Yes, she was a cat. I know some of you are rolling your eyes now, and I don’t blame you. I know some of you are dealing with the aftereffects of car accidents, friends or family members with cancer, a sick parent, and so forth, and I don’t mean to belittle anyone else’s pain here.
However, my cat was a member of my family. Not in a shallow, carry-her-around-like-a-baby way, but in a she-was-there-for-me-when-no-one-else-was way.
And she didn’t just die. I had to make the decision to have the vet put her to sleep after it became obvious nerve damage would prevent her from ever walking, or even standing again. Combined with her other serious health issues, I logically know it was time, but having to make that decision still tortures me when I stop to think about it. I killed her.
I cradled her in my arms, where she snuggled close and purred while I failed to protect her from the needle heralding her death. I died a bit inside that day, and I’ll never quite be the same.
Those emotions left me on shaky ground for the rest of the week. Last Wednesday’s good news about the RWA workshop gave me something else to think about, but it also meant I didn’t have time to process the bad or celebrate the good.
Then on Friday, major financial bad news hit my family. I fell to pieces. It didn’t matter that I know we’ll figure out a way to be okay. That things will probably work out for the best. That I have faith things happen for a reason. The extreme down-up-down of the week was beyond my ability to hold inside.
So here I am, trying to find a way to keep going, to keep writing, to keep myself together by pouring my emotions into this blog post. I doubt I’ll even post it. It’s too personal, too much an invasion of my privacy, too…revealing of my weaknesses.
Then again, maybe I will post it. Maybe the message is that just when we think life is too crazy for us to write, maybe that’s the exact time we should be writing.
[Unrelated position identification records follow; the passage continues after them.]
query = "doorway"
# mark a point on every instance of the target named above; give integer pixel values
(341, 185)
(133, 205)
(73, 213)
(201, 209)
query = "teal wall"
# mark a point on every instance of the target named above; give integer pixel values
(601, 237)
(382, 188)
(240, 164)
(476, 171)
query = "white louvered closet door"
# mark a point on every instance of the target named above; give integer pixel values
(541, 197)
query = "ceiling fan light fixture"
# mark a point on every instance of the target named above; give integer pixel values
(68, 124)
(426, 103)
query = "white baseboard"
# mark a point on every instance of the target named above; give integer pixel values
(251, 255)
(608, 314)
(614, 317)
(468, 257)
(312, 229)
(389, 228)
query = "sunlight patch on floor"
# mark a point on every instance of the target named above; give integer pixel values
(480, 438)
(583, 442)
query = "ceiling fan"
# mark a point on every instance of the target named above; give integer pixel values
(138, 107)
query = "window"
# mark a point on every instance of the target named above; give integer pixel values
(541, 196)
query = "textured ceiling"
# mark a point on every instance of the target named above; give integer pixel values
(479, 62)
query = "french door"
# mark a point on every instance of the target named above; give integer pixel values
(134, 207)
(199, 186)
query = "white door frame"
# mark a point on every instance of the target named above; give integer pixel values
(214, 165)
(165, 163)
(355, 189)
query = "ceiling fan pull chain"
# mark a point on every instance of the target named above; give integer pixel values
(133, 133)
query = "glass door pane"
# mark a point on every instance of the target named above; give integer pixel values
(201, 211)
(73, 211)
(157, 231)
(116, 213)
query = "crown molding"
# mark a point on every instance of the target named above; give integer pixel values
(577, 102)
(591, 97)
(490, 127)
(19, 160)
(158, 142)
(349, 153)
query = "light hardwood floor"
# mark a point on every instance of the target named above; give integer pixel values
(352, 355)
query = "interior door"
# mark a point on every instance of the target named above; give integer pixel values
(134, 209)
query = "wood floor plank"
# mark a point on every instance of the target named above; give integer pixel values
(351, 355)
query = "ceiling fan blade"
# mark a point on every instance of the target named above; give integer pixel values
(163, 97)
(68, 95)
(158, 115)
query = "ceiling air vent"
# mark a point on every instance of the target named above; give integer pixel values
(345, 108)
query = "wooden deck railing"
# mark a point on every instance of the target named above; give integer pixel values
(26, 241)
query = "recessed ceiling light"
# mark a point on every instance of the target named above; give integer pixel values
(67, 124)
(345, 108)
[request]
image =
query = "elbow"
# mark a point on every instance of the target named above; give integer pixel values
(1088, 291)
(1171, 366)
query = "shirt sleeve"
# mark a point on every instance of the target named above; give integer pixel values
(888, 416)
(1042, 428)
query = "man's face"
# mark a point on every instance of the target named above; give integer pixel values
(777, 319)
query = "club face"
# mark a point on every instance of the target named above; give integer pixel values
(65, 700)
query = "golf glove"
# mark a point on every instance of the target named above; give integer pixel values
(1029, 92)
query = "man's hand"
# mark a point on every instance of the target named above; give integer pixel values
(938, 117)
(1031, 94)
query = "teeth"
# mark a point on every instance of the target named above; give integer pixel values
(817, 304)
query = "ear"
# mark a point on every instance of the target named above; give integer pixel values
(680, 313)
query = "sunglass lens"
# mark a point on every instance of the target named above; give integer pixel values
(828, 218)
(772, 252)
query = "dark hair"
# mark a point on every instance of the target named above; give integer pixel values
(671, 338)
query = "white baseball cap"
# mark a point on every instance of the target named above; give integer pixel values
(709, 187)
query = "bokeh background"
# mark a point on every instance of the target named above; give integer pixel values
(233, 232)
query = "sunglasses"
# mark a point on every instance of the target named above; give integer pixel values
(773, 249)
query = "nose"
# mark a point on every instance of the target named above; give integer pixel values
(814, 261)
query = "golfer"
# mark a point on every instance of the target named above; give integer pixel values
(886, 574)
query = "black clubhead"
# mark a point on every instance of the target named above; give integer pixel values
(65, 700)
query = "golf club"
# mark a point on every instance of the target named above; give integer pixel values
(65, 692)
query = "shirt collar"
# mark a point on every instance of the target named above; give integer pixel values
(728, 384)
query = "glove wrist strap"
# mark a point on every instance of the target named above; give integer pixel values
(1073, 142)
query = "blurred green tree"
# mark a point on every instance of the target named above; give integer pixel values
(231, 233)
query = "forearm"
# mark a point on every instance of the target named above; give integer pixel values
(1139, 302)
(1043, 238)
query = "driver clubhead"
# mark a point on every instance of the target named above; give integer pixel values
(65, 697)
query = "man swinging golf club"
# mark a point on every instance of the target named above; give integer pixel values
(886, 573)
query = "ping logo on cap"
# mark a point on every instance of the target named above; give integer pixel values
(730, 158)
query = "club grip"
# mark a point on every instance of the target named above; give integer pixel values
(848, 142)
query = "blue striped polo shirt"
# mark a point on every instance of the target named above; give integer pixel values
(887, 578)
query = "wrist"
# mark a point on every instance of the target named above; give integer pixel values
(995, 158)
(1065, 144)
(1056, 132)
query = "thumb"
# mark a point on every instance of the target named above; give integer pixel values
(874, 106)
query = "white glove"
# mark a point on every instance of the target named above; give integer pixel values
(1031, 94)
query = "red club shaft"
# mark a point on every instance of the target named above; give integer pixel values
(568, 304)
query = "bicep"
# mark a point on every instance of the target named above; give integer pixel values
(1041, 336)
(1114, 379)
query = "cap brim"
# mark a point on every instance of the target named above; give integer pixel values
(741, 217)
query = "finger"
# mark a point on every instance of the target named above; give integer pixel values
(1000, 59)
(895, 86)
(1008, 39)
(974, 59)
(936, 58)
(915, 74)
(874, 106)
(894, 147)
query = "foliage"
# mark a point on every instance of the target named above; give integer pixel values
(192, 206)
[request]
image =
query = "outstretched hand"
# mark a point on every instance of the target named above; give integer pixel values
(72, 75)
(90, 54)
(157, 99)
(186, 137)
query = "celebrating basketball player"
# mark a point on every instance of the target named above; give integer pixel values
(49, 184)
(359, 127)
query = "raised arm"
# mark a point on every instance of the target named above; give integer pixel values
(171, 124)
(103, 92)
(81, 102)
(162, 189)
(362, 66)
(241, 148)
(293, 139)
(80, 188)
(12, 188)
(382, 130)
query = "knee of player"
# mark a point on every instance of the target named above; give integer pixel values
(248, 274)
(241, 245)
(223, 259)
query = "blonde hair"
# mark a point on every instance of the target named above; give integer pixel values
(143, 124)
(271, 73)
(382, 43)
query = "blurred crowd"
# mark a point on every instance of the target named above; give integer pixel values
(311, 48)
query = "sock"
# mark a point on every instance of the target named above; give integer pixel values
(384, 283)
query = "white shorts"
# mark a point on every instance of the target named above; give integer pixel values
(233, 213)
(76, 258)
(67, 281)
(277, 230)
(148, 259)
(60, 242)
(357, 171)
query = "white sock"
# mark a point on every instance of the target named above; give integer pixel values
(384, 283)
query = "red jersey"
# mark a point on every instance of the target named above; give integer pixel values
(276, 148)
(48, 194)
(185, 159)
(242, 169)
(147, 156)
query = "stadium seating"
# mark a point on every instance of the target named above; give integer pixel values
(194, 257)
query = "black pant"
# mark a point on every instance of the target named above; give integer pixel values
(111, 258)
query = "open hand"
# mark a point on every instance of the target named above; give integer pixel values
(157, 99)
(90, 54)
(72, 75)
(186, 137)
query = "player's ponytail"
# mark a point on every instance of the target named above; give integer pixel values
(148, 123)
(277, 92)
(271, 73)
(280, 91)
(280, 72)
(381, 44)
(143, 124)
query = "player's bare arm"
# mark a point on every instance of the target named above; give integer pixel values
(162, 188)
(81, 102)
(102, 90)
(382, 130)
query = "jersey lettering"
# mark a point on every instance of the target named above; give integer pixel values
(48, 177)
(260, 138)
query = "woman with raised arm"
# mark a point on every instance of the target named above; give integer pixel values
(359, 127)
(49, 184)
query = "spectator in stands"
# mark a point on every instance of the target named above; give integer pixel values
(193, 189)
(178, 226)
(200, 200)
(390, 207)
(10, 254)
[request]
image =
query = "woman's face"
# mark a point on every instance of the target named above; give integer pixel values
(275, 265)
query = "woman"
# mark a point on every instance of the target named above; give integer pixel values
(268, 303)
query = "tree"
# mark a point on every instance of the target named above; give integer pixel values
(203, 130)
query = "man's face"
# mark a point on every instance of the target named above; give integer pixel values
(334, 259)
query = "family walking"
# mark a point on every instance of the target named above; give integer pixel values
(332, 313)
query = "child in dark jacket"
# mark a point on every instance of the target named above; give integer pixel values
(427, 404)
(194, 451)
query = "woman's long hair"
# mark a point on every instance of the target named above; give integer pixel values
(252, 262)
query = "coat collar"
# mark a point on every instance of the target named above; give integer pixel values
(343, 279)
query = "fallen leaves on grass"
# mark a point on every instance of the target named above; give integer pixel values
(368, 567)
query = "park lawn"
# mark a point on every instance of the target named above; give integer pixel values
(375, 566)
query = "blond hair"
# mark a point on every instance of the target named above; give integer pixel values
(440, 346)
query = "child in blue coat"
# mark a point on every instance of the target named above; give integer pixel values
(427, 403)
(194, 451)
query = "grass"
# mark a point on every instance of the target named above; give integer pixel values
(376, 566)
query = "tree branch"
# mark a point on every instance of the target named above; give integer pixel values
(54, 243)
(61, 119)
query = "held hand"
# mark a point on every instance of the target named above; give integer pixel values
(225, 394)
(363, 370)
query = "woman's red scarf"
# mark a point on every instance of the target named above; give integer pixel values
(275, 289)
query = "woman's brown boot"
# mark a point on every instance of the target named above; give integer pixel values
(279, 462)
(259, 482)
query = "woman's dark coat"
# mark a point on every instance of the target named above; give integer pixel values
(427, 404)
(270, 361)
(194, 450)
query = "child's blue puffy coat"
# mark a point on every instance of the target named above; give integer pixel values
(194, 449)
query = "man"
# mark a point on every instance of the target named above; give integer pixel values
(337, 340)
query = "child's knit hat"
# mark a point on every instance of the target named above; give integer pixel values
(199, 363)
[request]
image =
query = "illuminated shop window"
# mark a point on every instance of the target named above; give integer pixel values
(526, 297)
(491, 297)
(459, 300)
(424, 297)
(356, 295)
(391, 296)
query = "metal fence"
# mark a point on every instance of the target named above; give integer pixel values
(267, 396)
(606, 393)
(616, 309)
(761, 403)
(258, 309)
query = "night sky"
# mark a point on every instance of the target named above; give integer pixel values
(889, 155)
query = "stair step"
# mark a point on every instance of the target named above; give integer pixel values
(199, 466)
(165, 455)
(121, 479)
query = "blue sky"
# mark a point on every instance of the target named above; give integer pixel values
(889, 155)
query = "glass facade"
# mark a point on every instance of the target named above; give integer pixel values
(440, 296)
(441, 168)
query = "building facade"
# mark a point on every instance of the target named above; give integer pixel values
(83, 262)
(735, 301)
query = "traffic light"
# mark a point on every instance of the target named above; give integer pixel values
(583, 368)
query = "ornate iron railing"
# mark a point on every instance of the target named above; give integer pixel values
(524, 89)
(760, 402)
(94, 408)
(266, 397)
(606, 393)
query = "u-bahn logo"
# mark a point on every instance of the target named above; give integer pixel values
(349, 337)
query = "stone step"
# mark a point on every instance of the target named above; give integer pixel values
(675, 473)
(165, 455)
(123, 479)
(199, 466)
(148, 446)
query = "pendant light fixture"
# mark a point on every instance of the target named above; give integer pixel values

We all know writing can be therapeutic. Some of us try to deny how much of ourselves and our issues end up on the page. Some of us do a better job at twisting the truth so it’s not “us” anymore. Some of us write such edgy content that we don’t want people to think about our state of mind while they read.
But sometimes we might need to embrace that therapeutic aspect. Maybe it’s better to write for therapy than to not write at all, withdrawing into an empty shell. And maybe the ultimate truth is that writing—all kinds of writing—can help us be better writers.
When you’re dealing with emotional events, do you withdraw from writing or does it make you want to write more? Are you able to write under those circumstances? Has writing helped you deal with situations? What else keeps you going when you’re facing chaos or trauma?